Primers used in this study.

Primer	Sequence (5′-3′)	Use of Primers
bmyB-F	TGAAACAAAGGCATATGCTC	bmyB gene amplification
bmyB-R	AAAAATGCATCTGCCGTTCC
ituC-F	TTCACTTTTGATCTGGCGAT	ituC gene amplification
ituC-R	CGTCCGGTACATTTTCAC
srfAB-F	GTTCTCGCAGTCCAGCAGAAG	srfAB gene amplification
srfAB-R	GCCGAGCGTATCCGTACCGAG
srfAA-F	GAAAGAGCGGCTGCTGAAAC	srfAA gene amplification
srfAA-R	CCCAATATTGCCGCAATGAC
spaS-F	GGTTTGTTGGATGGAGCTGT	spaS gene amplification
spaS-R	GCAAGGAGTCAGAGCAAGGT
bacA-F	CAGCTCATGGGAATGCTTTT	bacA gene amplification
bacA-R	CTCGGTCCTGAAGGGACAAG
fenD-F	CCTGCAGAAGGAGAAGTGAAG	fenD gene amplification
fenD-R	TGCTCATCGTCTTCCGTTTC
27F	AGAGTTTGATCMTGGCTCAG	16S rDNA gene amplification
1492R	GGYTACCTTGTTACGCACTT
gyrB 1	GAAGTCATCATGACCGTTCTGCAYGCNGGNGGNAARTTYGA	gyrB gene amplification
gyrB 2	AGCAGGGTACGGATGTGCGAGCCRTCNACRTCNGCRTCNGTCAT

4.9. Identification of Lipopeptides

Culture filtrates were calibrated at pH 2.0 with 6 M hydrochloric acid and were placed in a refrigerator at 4 °C for 24 h. The precipitates were collected by centrifugation at 7155× g for 10 min at 4 °C, and dissolved in methanol. The pH of the solution was adjusted to 7.0 with 2.0 M sodium hydroxide, and then the solution was evaporated to dryness in a rotary evaporator to obtain a powder of lipopeptide extract. The crude extract of lipopeptides was dissolved in methanol (10 mg/mL) and stored at 4 °C for subsequent use [56].

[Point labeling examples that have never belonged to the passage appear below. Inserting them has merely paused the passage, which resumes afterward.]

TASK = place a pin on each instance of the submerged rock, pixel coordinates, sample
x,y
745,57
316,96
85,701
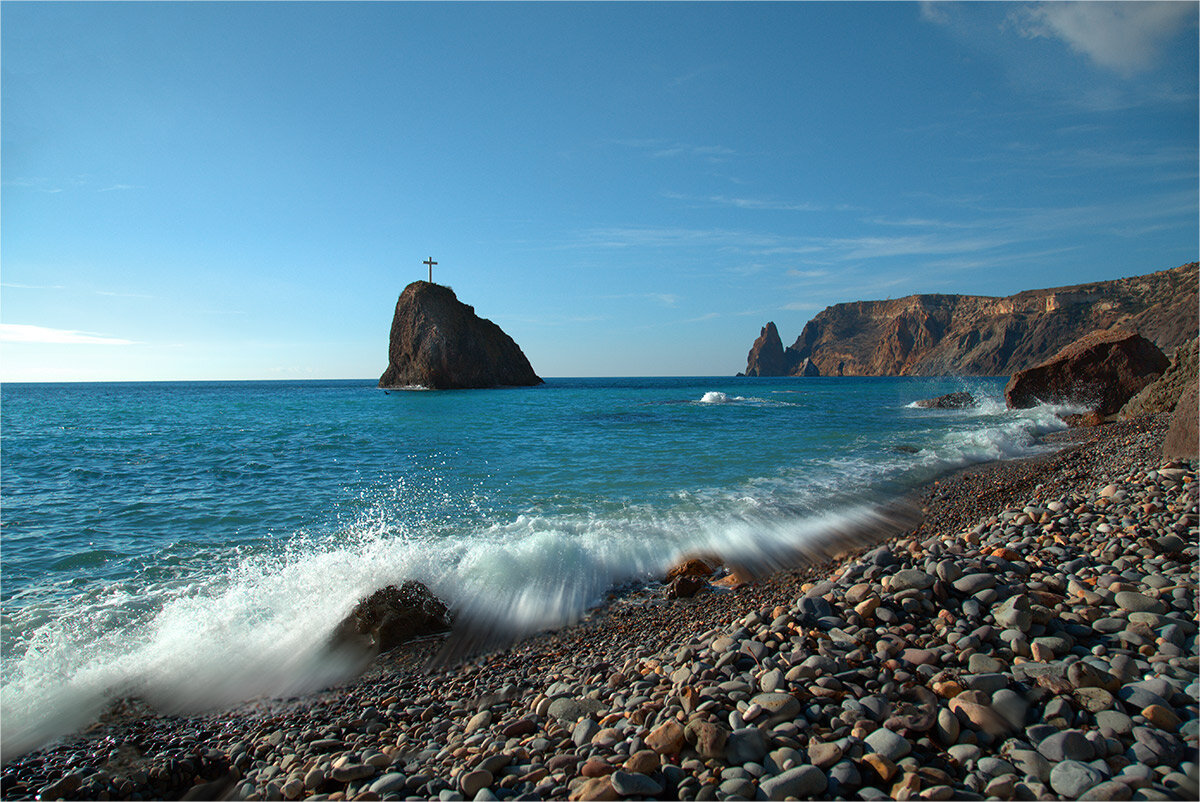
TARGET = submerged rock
x,y
766,357
949,401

The compositional analysis of the lipopeptides of bacterial strain QTH8 was performed as described in previous studies [41,45]. The crude extracts of lipopeptides collected in the above method were filtered using a 0.22-μm bacterial filter. The active components were analyzed by MALDI-TOF-MS, recorded on a Bruker Reflex MALDI-TOF instrument, using a 337 nm nitrogen laser for desorption and ionization with a matrix of α-cyano-4-hydroxycinnamic acid.

4.10. Detection of Antimicrobial Peptide Biosynthetic Genes

The primer pairs for the amplification of the antimicrobial peptide biosynthetic genes are listed in Table 6. The primer sequences were obtained from previous studies [33,54]. The PCR outcomes were tested by gel electrophoresis.

4.11. Statistical Analysis

Data were recorded and analyzed in DPS v9.01 software (Zhejiang University, Hangzhou, China). The one-way analysis of variance (ANOVA) was used to analyze the experimental data, and the least-significant difference (LSD) was used to test the different significance in the level of p ≤ 0.05.